「陈永进什么时候成你学生了?」方敬山被他说得一头雾水,满脸古怪:「当年我也是自身难保,从没落井下石过,你今天怎么火气这么大?」
他这儿的学员,还有能让这清高的老同学惦记上的?
等等...
方敬山稍稍一怔,低头翻了翻记事本,陡然反应过来,抬头道:
「维朴,你说的是那个在课堂上提出了自锁单套结的小伙子?」
几天前童庆林特地跟他提过这事,当时他也着实吃了一惊。
这年头风气仍然保守,按规矩办事,很少有人敢跳出老套路,那年轻人能琢磨改良航海绳结,着实有些胆大出格。
「哈,果然在你们这儿。」
听到那小子又鼓捣出了什么新东西,李维朴当即肯定错不了,坚决道:
「我就知道你们也看出他的本事,偷偷留着用。别耽搁了,赶紧把人交给我,上面有重要科研任务,缺了他的思路根本推不动。」
对一心钻研技术的李维朴来说,这种卡在半路的煎熬,比什么都难受。
一旁的郑院长默然站在原地,不动声色。
他本来只是过来找个厨子,帮着院里接待一下领导,可现在看起来,那小子身上藏得能耐可远不止做饭,竟能让这俩老头争得面红耳赤...

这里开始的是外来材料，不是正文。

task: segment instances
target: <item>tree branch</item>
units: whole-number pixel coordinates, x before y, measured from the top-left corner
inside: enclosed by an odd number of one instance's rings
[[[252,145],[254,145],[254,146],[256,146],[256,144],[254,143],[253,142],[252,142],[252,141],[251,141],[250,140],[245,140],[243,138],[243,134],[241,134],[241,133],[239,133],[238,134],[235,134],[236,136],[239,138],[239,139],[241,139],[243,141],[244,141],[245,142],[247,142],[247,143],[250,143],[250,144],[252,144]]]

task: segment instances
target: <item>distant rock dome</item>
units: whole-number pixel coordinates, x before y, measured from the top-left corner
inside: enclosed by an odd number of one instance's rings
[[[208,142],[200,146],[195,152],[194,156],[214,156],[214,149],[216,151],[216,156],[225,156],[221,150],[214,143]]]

这种时候要是说他是来找厨子的,应该会被这俩给赶出去吧...
......
培训中心校区后方,食堂后头藏着一方天然池塘。
池水清澈中带着点儿淡绿,水面零星浮着点荷叶和水草,占地得有一个篮球场大小。
而此刻,海员培训中心的学员们全都围在池塘边,目光齐齐望向教师。
周秉文站在一艘破旧木船旁,船底被特意凿出一个拳头大的破洞,半飘半靠地挂在岸边。